ARTÍCULO 160. (ABANDONO).

Código del Sistema Penal (1005)

15 de Diciembre, 2017

Abrogada

Procura la gestión pacífica de la conflictividad en el marco de la Constitución Política del Estado y las leyes; establece las bases de la responsabilidad penal y definir las infracciones penales y sus sanciones, con enfoque restaurador; y, regula los procedimientos para la investigación, el juzgamiento y la determinación de la sanción o medida de seguridad ante las infracciones penales, así como los mecanismos procesales alternativos de solución pacífica del conflicto. Modifica el Artículo 160 del Código tributario Boliviano. Incorpora el Artículo 164 bis al Código tributario Boliviano. Abroga el Código Penal y el Código de Procedimiento Penal.
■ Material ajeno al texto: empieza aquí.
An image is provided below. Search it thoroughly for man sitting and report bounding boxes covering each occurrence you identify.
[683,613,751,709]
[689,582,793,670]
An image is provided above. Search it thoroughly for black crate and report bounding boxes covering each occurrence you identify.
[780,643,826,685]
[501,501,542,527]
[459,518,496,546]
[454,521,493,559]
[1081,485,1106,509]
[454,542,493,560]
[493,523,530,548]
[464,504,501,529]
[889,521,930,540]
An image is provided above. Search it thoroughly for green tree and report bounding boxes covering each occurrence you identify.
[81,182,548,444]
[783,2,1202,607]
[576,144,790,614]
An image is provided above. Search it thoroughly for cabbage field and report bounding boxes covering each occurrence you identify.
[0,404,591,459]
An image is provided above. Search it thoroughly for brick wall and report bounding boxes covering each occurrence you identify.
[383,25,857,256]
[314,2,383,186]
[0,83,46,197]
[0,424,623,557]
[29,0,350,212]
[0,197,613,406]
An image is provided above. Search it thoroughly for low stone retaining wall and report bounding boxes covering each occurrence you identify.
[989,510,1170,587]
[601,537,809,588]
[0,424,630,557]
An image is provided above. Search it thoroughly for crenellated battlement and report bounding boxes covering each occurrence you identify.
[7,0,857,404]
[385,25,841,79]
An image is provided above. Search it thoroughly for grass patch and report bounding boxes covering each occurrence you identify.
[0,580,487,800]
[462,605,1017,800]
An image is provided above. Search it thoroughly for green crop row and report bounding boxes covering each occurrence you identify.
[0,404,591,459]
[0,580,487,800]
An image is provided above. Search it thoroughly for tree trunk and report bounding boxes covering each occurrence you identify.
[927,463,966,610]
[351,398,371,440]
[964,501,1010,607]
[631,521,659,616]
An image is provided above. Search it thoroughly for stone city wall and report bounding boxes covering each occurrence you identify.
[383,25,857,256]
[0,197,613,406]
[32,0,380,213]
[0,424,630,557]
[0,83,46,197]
Deroga los Artículos 46 al 79 de la Ley 1008 19/07/1988 (Ley del Régimen de la Coca y Sustancias Controladas); 24 al 35 de la Ley 004 de 31/03/2010 (Ley de Lucha Contra la Corrupción, Enriquecimiento Ilícito e Investigación de Fortunas “Marcelo Quiroga Santa Cruz”); 177 al 181 del Código Tributario Boliviano; 171 al 177 y 183 de la Ley 1990 de 28/07/1999 (Ley General de Aduanas); 238 de la Ley 026 de 30/06/2010 (ley del Régimen Electoral); 103 al 113 y el primer párrafo del Artículo 114 de la Ley 1333 de 27/04/1992 (Ley del Medio Ambiente); y Artículos 58, 72, 74, 75, 76, 77, 78, 79 y 80 de la Ley 025 de 24/06/2010(Ley del Órgano Judicial)


ARTÍCULO 160. (ABANDONO).

I.

La persona que, teniendo el deber de cuidado de una niña, niño o adolescente, persona adulta mayor, persona con discapacidad o necesitada de especial protección, la abandone, la induzca a abandonar el hogar o la expulse de éste, será sancionada con prisión de dos (2) a cuatro (4) años y cumplimiento de instrucciones judiciales.

II.

La sanción será agravada a prisión de tres (3) a seis (6) años y cumplimiento de instrucciones, cuando por el abandono se haya puesto en peligro la vida, salud, integridad física, psicológica o libertad sexual de la víctima.

III.

No se entenderá como abandono a la ausencia temporal por motivos laborales o de salud, siempre que el deber de cuidado se halle debidamente cubierto por sí o por tercera persona.